A collection of love letters can be quite a coup for an auction house. One of our competitors recently auctioned off some from President John F. Kennedy; another sold epistles written aboard the Titanic; yet another peddled a gorgeous, plaintive note from a rock star, the paper bursting with emotion-laden lines like Say you’ll be mine, say you love me madly all through the long and lonely nights, and put me out of this abject misery, this all-consuming pain. The missing is too much. It’s making it hard to write, to think, to eat. Come to me again, and I will give up everything for you.
Here at Highsmith, ours are from an actor whose star burned brightest in the eighties with Goobers! It was one of those films that defined a generation, a tale of outcast kids banding together, so it’s too bad that his iconic turn in that flick was eclipsed by his role in a sex tape several years later. With a hooker. Who became the mother of his third child.
He didn’t write her a love letter though.
The high point of the collection is this masterpiece, written to the first woman he eloped with. Pre-hooker hookup, if you’re keeping tabs.
* * *
I love you. I fucking love you. I love you like peanut butter loves jelly, and cameras love lights, and men love women. I love you madly, so madly it’s making me CRAZY. I want you to be mine. I’d give up all my earnings from Goobers! just to have you back. I messed up big time, but I LOVE YOU. Forgive me, forgive me, forgive me.
* * *
I mean, really.
He couldn’t even come up with another way to say “Forgive me.” How about at least a “Please forgive me for cheating on you, since I’m a lowly schmuck”?
But on the bright side, we have a potential buyer and the interest of a local reporter, both of whom are getting a viewing before the auction later this week.
I guide them to the glass case on display. “As you can see here, we have a collection of authentic love letters from Corey Kruger to Lily Wilder, his first wife, written in 1988. She is the mother of his first child.”
“I thought she was the mother of Albany, his third child?” The question comes from the potential buyer, Felicity, a long-nosed, dark-haired woman in distressed jeans and snakeskin boots with an Instagram feed’s worth of makeup on her face.
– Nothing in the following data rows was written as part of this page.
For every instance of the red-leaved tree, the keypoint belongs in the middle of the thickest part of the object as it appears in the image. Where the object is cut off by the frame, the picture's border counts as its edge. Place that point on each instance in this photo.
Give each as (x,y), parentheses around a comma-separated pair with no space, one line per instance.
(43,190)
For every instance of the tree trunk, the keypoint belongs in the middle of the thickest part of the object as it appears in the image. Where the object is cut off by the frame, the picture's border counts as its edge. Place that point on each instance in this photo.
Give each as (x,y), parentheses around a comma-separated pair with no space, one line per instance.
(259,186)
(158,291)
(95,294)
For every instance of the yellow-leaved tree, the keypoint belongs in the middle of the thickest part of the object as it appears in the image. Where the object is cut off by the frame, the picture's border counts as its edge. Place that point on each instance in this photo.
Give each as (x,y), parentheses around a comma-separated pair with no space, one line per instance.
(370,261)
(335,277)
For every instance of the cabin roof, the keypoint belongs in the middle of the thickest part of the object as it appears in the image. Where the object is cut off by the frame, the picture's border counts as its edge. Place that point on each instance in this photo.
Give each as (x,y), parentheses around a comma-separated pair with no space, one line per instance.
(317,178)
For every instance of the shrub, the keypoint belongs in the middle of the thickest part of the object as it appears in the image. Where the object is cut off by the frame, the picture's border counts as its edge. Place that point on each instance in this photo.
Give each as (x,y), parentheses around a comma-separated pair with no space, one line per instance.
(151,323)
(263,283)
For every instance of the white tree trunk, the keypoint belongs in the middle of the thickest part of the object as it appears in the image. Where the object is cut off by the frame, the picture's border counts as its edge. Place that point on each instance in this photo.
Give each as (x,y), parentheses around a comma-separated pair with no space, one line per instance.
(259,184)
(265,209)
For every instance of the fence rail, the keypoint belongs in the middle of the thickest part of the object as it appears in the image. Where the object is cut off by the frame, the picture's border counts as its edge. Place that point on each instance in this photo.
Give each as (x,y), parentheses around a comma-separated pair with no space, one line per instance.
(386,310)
I plaster on a smile. “No, Albany Kruger is his firstborn. Buffalo his second. Butte the third, Des Moines the fourth.”
“And Phoenix and Dallas are the fifth and sixth,” Felicity answers like a contestant on a game show. Shaking her head, she smiles, seemingly bemused with her forgetfulness. “I can’t believe I messed up Albany. But seriously, how cool was Corey for naming his kids after the places where they were conceived?”
“The coolest,” I say, longing once more for the days when I worked at the Met, curating American art. But unfortunately, turns out my direct boss there was running a forgery ring, and his underlings were let go in a purge of everyone within spitting distance of him.
Including this underling.
The fact that I’d been researching great forgeries of the last century didn’t help me earn the benefit of the doubt. So much for a book giving me more credibility in my field.
I’m still radioactive by association, it seems.
The woman stares at the letter, reading it like she’s enrapt by the words, mouthing each line then bringing her hand to her chest. “He really did love Albany’s mama.”
“Yes, he certainly believed he did,” I say diplomatically.
The reporter, a weathered woman named Zara who wears a long braid down her back, clears her throat. “You don’t think he meant it, then?”
I meet her inquisitive gaze. “Don’t we all say things with honesty in the moment, even if they don’t bear out over time?” I have to believe that we do. It’s how I make sense of the wreckage of my love life. In the last decade, I’ve fallen in love, fallen out of love, been engaged, been unengaged, been single and loving it, single and hating it, and single and who the hell cares.
And I’ve been left brokenhearted by a man who flew to the other side of the world.
“Exactly. And Kruger’s words didn’t really prove true,” Zara says with a scoff.
“But he’s settled down now. With his new wife. And they seem so, so, so happy,” Felicity points out. “Clearly he must have learned from his mistakes.”
“Perhaps his affections for so many women helped eventually lead him to make better choices,” I offer, since apparently my job is now to defend washed-up celebs. “After all, Corey is sober, and he’s a spokesperson for a mattress company. So there’s that.”
“I love his mattresses,” Felicity says, as if she’s talking about his muscles or his sense of humor.